Outlook: Nigeria Volumes to Increase but Price Competition Remains Headwind on Turnover and Margins
We expect another flattish year in South Africa as macro headwinds persist; whilst projecting cement sales volume across the three operational structures in Nigeria to grow 6.2% Y-o-Y as well as the RMC segment should also gain traction. These would be driven by the Government’s CAPEX (30.0% allocation in 2016 Budget) which is anticipated to offset decline in households and consumer spending growth, as well as additional 3.0Mmt/a capacity (2.5Mmt/a from UNICEM and 0.5Mmt/a from Ashaka) coming on stream by H2:2016. Yet, the upside from forecasted volumes growth will be limited as we expect the full impact of price actions in Nigeria to weigh on sales figures in FY:2016, hence we project turnover to trim 0.6% to N265.6bn. However, with consolidation phase now over, we expect some level of operational synergies with the strategic acquisitions in Nigeria to lower operating costs profile while restructuring charges and one-offs that pressured margins in FY:2016 would also be eliminated. Thus, we have raised our FY:2016 EBITDA estimate to N66.3bn (from N48.8bn) broadly due to the aforementioned factors and consolidation impact of UNICEM not incorporated in previous forecast. We also revised FY:2016 our PAT forecast to N32.1bn (previous forecast – N31.0bn). In the medium term, we expect Investments in power projects to support EBITDA margin expansion.
Valuation: TP Raised to N88.2/share; Reiterate “HOLD”

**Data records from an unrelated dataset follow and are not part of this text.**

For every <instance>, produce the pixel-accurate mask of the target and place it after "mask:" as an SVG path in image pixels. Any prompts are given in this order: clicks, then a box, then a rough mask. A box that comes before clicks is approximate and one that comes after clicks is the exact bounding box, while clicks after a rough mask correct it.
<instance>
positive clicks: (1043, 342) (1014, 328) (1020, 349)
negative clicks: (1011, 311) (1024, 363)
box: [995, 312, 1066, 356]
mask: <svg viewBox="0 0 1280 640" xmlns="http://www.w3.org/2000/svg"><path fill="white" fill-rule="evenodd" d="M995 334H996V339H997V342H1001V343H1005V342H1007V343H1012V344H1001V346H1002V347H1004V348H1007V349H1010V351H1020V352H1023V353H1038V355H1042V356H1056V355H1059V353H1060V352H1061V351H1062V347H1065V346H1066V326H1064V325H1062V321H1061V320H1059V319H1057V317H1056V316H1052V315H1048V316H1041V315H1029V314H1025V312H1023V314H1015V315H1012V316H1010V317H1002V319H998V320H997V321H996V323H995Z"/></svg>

Following more certainty on the Group’s EBITDA position post-consolidation, we adopted a relative weighted valuation methodology incorporating Target P/E (69.0%) and EV/EBITDA (31.0%). Our estimated EPS and EBITDA forecast were priced at 12.0x and 8.6x, 21.0% and 30.0% discount to our justified multiple for DANGCEM due to the Group’s higher leverage, smaller size and weaker margins. Consequently, we revised our 12-Month TP upwards to N88.2/share (from N81.8/share) implying a 12-month upside of 6.8% relative to current price (N82.6/share). Hence, we reiterate our “HOLD” Rating on the stock.
Key Risks
Risks to the upside include: 1) upward revision in cement prices in Nigeria 2) better than expected capacity utilization and cost optimization. To the downside: 1) lesser than expected operational synergy 2) Slower volumes growth in Nigeria.